The result from these observations is, that the sources of additional expense from the establishment of the proposed constitution, are much fewer than may have been imagined; that they are counterbalanced by considerable objects of saving; that that, while it is questionable on which side of the scale will preponderate, it is certain that a government less expensive would be incompetent to the purposes of the union.
[* ]Vide Blackstone’s Commentaries, vol. 1, page 136.
[† ]Idem. vol. 4, page 438.
[* ]To show that there is a power in the constitution, by which the liberty of the press may be affected, recourse has been had to the power of taxation. It is said, that duties may be laid upon publications so high as to amount to a prohibition. I know not by what logic it could be maintained, that the declarations in the state constitutions, in favour of the freedom of the press, would be a constitutional impediment to the imposition of duties upon publications by the state legislatures. It cannot certainly be pretended that any degree of duties, however low, would be an abridgment of the liberty of the press. We know that newspapers are taxed in Great Britain, and yet it is notorious that the press no where enjoys greater liberty than in that country.

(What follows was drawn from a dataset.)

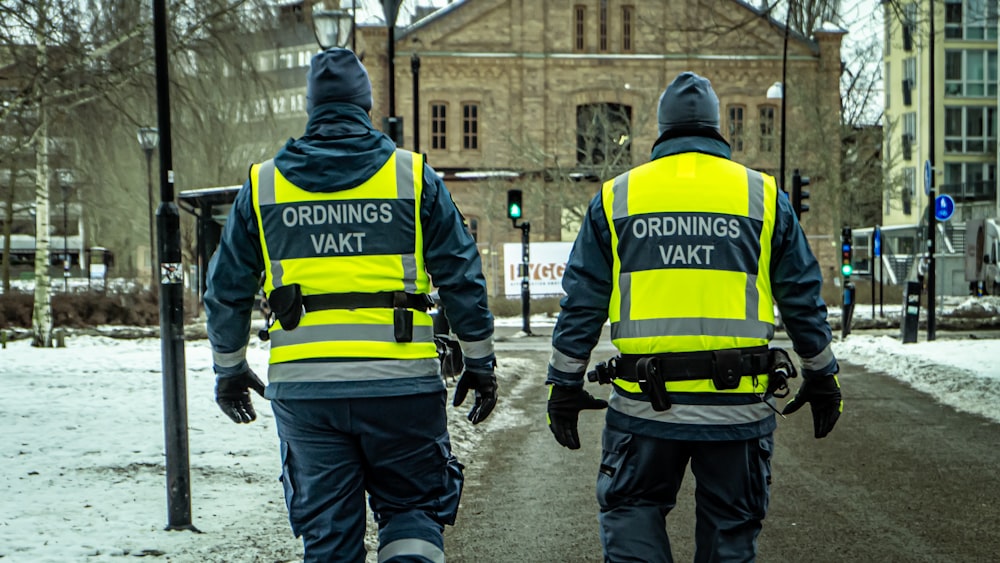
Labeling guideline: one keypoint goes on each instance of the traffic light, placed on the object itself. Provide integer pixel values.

And if duties of any kind may be laid without a violation of that liberty, it is evident that the extent must depend on legislative discretion, regulated by public opinion; so that after all general declarations respecting the liberty of the press, will give it no greater security than it will have without them. The same invasions of it may be effected under the state constitutions which contain those declarations through the means of taxation, as under the proposed constitution, which has nothing of the kind. It would be quite as significant to declare, that government ought to be free, that taxes ought not to be excessive, &c. as that the liberty of the press ought not to be restrained.
[* ]Vide Rutherford’s Institutes, vol. 2, book II, chap. x, sect. xiv, and xv. . . . Vide also Grotius, book 11, chap. ix, sect. viii, and ix.